Nick Bryer Head of UK Policy, Programmes and Campaigns
3rd Sep 2013
UPDATE: 5 September 2013
Despite opposition from the Electoral Commission, charities, thinktanks, unions and others, the Bill was narrowly voted through in Parliament on Tuesday, meaning that it will now progress to the following stage in the process next week.
The Political and Constitutional Reform Committee in Parliament have now released their report into this Bill. In the report that state that they "do not believe that the Government has clearly communicated the need for Part 2 of the Bill, or has provided a satisfactory account of the basis on which the new levels for registration and expenditure by third parties have been set. The
definition of spending 'for electoral purposes', in particular, is confusing".

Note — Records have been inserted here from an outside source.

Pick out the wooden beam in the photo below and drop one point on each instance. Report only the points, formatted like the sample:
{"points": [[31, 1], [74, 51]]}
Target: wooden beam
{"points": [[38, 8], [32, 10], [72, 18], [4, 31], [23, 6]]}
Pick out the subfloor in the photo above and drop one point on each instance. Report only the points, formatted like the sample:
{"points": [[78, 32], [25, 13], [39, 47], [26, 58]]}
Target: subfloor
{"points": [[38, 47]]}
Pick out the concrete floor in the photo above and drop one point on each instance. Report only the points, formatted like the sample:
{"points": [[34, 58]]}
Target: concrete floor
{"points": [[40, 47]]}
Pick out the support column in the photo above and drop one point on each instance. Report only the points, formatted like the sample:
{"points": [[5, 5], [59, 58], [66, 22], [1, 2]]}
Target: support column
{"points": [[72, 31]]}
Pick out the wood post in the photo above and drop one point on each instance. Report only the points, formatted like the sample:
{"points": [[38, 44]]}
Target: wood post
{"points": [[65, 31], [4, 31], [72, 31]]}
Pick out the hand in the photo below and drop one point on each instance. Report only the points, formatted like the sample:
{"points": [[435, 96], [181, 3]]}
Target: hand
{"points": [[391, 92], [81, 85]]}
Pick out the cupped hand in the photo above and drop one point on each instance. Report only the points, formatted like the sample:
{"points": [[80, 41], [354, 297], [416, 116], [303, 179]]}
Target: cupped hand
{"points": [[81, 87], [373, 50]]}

Oxfam agrees fully with this statement, as well as their recommendation that the Bill should be delayed for six months to allow for better consultation and improvements. If you feel the same, contact your MP.
ORIGINAL BLOG: 3 September 2013
You might have heard about a "lobbying bill" going through Parliament at the moment. In full, it's called The Transparency of Lobbying, Non-Party Campaigning and Trade Union Administration Bill. Oxfam, along with a huge number of diverse groups and organisations such as the Royal British Legion, Greenpeace, Diabetes UK and Citizens Advice, is very concerned about a part of this bill that looks at charity campaigning.
What's the problem?
In its current form, the Bill threatens to stifle legitimate public debate and non-party political campaigning on policies that affect people's lives. This is because the Bill includes a very wide definition of campaigning for "electoral purposes".
With the Bill in its current state, even though our campaigning is never party political, it's likely charitable organisations' work would get categorised as such. This would mean very strict restrictions on what we can do and say for the twelve months before a general election, drastically reducing charities' ability to speak out on the issues we work on.
Who else is concerned?
The Electoral Commission, whose job it would be to implement the new rules, has serious concerns that the Bill creates "significant regulatory uncertainty" and could "be impossible to enforce". The legal advice that the National Council for Voluntary Organisations has received states that the "uncertainty about what the law requires is likely to have a chilling effect on freedom of expression."
What needs to be done?
Ministers should amend and clarify the Bill to ensure that charities, NGOs and local groups will not be at risk of being criminalised for speaking up for the poorest people at home and abroad in the twelve months before an election.
What can you do?
We are asking people to get in touch with their MP - whether by email, phone or in person - to ask them to oppose the Bill in its current form and contact the relevant ministers (Chloe Smith and Andrew Lansley) to express their concerns about the impacts of the Bill. Thank you.